Spekuliert wurde seit Tagen, ob Frankreichs Präsident Emmanuel Macron angesichts der Unruhen in seinem Land wirklich zum Staatsbesuch nach Deutschland kommen kann. In einem Telefonat mit Bundespräsident Frank-Walter Steinmeier hat Macron den Besuch nun am Samstagnachmittag abgesagt. Die von Sonntag bis Dienstag geplante Reise solle baldmöglichst nachgeholt werden, teilte das Bundespräsidialamt mit. Auch der Élysée-Palast in Paris bestätigte die Absage.
Hintergrund sind die anhaltenden Krawalle im Nachbarland nach dem Tod eines 17-Jährigen bei einer Polizeikontrolle am Dienstag bei Paris. In der vierten Nacht in Folge kam es von Freitag auf Samstag zu Randale mit Hunderten Festnahmen, Plünderungen und Brandanschlägen. Am Samstagnachmittag richteten sich die Blicke erneut auf Nanterre, dem Heimatort des erschossenen 17-Jährigen. Er sollte dort beigesetzt werden. Befürchtet wurde, dass die Beisetzung die Situation erneut aufheizen könnte.
Steinmeier hofft auf ein Ende der Gewalt
Macron habe Steinmeier am Telefon über die Situation in Frankreich unterrichtet und darum gebeten, den Staatsbesuch zu verschieben, hieß es vom Bundespräsidialamt. Steinmeier habe die Absage bedauert, habe aber vollstes Verständnis angesichts der Situation im Nachbarland. Der Bundespräsident verfolge die Entwicklung mit großer Aufmerksamkeit. Er hoffe, »dass die Gewalt auf den Straßen baldmöglich beendet und der soziale Friede wieder hergestellt werden kann«, erklärte Steinmeier.
Der Staatsbesuch war zwischen Berlin und Paris seit Monaten akribisch vorbereitet worden: Geplant war zunächst ein Empfang der Macrons durch Steinmeier und seine Ehefrau Elke Büdenbender vor dem Residenzschloss in Ludwigsburg (Baden-Württemberg) mit militärischen Ehren.

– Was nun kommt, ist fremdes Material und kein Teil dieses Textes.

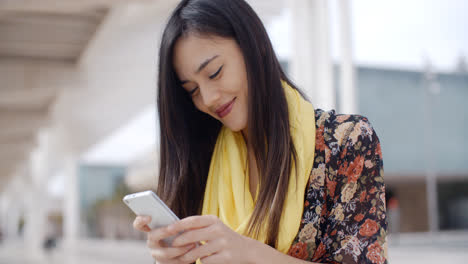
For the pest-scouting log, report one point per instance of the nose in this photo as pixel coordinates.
(210, 96)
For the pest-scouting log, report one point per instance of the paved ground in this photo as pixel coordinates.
(449, 247)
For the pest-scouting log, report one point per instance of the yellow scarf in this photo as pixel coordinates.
(227, 193)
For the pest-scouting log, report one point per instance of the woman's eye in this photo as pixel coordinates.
(216, 73)
(192, 92)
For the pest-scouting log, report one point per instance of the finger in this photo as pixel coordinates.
(205, 250)
(193, 222)
(156, 236)
(195, 235)
(141, 223)
(170, 253)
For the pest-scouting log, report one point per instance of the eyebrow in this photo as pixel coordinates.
(202, 66)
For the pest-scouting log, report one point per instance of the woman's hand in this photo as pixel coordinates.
(222, 244)
(159, 251)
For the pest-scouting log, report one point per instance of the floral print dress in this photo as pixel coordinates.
(344, 218)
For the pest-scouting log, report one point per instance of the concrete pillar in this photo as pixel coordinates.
(348, 95)
(37, 200)
(311, 64)
(71, 203)
(12, 221)
(302, 56)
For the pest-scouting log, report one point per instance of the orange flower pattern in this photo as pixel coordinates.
(351, 229)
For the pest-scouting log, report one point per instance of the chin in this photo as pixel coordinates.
(235, 126)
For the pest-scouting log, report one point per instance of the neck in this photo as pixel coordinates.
(245, 135)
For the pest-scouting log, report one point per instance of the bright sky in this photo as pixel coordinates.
(395, 33)
(392, 33)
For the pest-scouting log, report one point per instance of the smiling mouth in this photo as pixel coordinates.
(225, 109)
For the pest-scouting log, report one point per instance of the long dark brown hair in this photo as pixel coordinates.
(188, 136)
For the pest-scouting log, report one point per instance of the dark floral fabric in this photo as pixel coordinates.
(344, 217)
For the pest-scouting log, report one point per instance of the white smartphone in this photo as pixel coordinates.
(148, 203)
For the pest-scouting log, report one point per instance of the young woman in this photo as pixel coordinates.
(256, 174)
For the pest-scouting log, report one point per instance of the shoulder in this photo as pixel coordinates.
(338, 130)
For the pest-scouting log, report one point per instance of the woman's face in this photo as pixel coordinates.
(212, 71)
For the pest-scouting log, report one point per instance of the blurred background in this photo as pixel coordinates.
(78, 127)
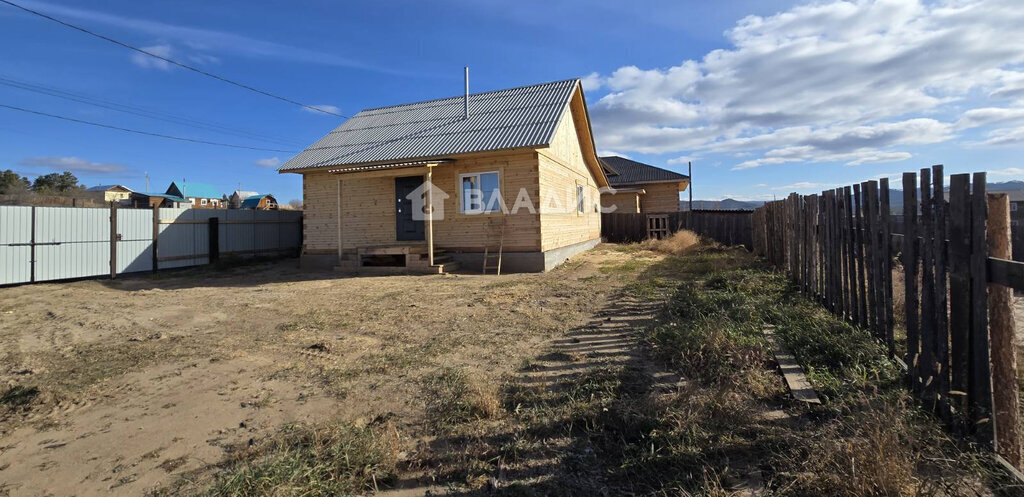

Ein Besuch in Berlin stand ebenfalls auf dem Programm, mit Staatsbankett im Park von Schloss Bellevue, außerdem eine Fahrt per Sonderzug nach Dresden und als Höhepunkt eine Grundsatzrede zu den deutsch-französischen Beziehungen vor der Frauenkirche. Den streng durchgetakteten Plan mit vielen Beteiligten an vielen Orten schnell oder »baldmöglichst« nachzuholen, dürfte logistisch nur schwer umzusetzen sein.
Eine Feier der deutsch-französischen Freundschaft
Es wäre der erste Staatsbesuch eines französischen Präsidenten in Deutschland seit 23 Jahren gewesen. Aus Sicht des Bundespräsidialamts sollte dabei die deutsch-französische Freundschaft gefeiert und zugleich ein neues Kapitel aufgeschlagen werden. Beide Seiten bemühen sich seit einiger Zeit, wieder enger zusammenzurücken. Vor wenigen Wochen hatte Macron Bundeskanzler Olaf Scholz (SPD) als erster Staatschef an dessen Wohnort in Potsdam besucht.
Doch nun muss die Außenpolitik warten und Macron sich erneut um die Innenpolitik kümmern. Es ist nicht das erste Mal in diesem Jahr: Im Frühjahr wurde wegen der französischen Rentenproteste schon der Besuch des britischen Königs Charles III. in Frankreich kurzfristig abgesagt.